Well, the years have past, and I will even more vehemently defend the scientific method.  Nessie has gone through a lot in the intervening years: including a serious argument against based on biomass and the publication of a photograph of a “fin” in the scientific journal Nature, which led to its being declared a protected species.  Then there was the sorry news that the clearest and most convincing photograph ever was indeed a fraud.  I had, and pretty much still do, or is it no longer, hold out much hope for the erstwhile plesiosaur.

Now here’s the thing.  Yesterday it was announced that 27 year old  Andrew Dixon claims to have been scanning Apple Maps and on zooming in seeing an image of the Loch Ness Monster.  Now wouldn’t that be lovely!  I am posting that picture as Figure 1.  I have unfortunately become just a bit jaded with age and suspect that it will be shown to be a fraud.  I will keep you “posted.” It is, after all, the age of Photoshop.  However, some people have independently found the image on their IPhones and IPads.  So for now we cannot be exactly sure what this is.  It is the spitting image of the plecostamus cat fish that I had in my  office aquarium.  However, that was not fifty feet long.  I remain hopeful that there are fifth grade teachers out there who will learn a lesson from all of this – probably not!

Cute, cuddly, and incongruous

As we have discussed I love cute cuddly animal pictures as much as the next guy.  However, I try not to fall into the trap of posting them.  Today I’m going to come pretty close.
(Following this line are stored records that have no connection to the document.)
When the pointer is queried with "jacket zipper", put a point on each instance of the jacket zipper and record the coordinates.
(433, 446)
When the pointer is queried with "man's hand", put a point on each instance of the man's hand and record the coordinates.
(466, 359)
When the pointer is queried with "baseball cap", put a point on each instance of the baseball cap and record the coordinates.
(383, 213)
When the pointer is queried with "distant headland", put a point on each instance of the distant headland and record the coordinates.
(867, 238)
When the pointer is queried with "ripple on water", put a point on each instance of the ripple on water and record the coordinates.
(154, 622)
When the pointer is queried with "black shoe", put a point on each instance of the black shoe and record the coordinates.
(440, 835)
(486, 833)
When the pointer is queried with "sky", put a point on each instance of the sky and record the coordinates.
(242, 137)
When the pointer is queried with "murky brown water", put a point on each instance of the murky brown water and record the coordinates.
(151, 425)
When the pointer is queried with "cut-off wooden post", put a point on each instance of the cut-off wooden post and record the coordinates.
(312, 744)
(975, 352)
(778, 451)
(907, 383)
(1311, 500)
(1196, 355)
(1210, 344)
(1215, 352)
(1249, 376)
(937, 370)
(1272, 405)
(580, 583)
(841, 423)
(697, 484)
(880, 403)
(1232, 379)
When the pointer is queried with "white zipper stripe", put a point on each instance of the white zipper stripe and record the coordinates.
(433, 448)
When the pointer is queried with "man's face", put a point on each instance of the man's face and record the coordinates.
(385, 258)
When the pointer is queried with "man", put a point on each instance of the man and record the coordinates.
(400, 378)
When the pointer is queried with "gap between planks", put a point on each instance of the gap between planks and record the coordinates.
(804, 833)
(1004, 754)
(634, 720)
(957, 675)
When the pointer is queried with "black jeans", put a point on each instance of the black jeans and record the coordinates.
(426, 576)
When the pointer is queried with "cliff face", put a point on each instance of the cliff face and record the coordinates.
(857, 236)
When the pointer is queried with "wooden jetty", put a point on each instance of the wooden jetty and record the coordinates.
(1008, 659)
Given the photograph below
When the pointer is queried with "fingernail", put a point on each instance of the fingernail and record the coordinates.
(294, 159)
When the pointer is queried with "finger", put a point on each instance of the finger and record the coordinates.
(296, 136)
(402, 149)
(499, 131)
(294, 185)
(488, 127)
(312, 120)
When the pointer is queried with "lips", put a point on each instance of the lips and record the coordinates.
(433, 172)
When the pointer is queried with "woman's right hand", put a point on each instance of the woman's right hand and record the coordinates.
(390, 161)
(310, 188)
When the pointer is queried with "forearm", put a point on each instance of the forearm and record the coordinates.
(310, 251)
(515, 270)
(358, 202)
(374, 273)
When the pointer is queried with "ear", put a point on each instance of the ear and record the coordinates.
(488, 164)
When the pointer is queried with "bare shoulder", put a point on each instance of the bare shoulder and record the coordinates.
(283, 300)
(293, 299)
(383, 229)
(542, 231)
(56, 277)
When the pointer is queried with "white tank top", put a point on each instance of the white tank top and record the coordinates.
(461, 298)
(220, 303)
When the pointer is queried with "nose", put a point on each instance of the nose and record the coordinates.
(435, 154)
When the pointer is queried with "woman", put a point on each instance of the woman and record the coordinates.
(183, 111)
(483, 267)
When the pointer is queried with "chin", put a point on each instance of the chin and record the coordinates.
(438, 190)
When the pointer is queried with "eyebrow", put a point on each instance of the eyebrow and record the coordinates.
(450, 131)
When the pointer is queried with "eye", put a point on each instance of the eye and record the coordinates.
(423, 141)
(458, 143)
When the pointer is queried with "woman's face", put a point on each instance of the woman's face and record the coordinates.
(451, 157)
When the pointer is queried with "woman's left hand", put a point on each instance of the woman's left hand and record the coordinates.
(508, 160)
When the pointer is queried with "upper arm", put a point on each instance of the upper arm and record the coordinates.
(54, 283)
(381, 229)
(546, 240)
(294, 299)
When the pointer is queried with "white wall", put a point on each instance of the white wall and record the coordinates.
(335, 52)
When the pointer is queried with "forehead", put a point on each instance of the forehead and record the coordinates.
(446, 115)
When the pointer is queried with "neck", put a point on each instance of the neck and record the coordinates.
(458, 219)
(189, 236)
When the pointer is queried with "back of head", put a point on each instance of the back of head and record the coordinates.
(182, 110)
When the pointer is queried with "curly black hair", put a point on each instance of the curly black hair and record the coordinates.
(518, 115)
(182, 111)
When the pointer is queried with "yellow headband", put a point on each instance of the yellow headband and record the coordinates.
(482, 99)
Yesterday, I came across this picture by Sutanta Aditya of AP/Getty Images of a veterinary staff member of the Sumatran Orangutan Conservation Program center examining and treating an orangutan on the island of Sumatra, Indonesia, on April 16.

This big guy had been shot with an air-gun, and pellets were still lodged in his body when he was rescued by local forestry officials from a nearby plantation. The center has cared for over 280 rescued orangutans and has returned more than 200 animals to the wild.

What is so appealing about this image is its incongruity.  One expects a person to be lying on the examination table, not an orangutan.  And the expression on his face is, after all, so very human.  You start to wonder whether this is a scene from “Return to the Planet of the Apes.”  Is this really an orangutan or is it merely a person in an orangutan costume?  It is a great example of how dynamics can be created in a photograph by adding the unexpected or incongruous.  It is a classic example of the genre of incongruity developed by photographers like William Wegman. I suppose that there is a whole greeting card industry based on images of animals dressed as people.

The other question that this image of the orangutan raises is, why he is so calm.  Is it anesthesia?  Is it trust?  Why doesn’t he strike out and kill the woman examining him.  We are left, perhaps, with the famous quote from the movie classic “King Kong,” and certainly this photograph reminds us of that movie.

And lo, the beast looked upon the face of beauty. And it stayed its hand from killing. And from that day, it was as one dead.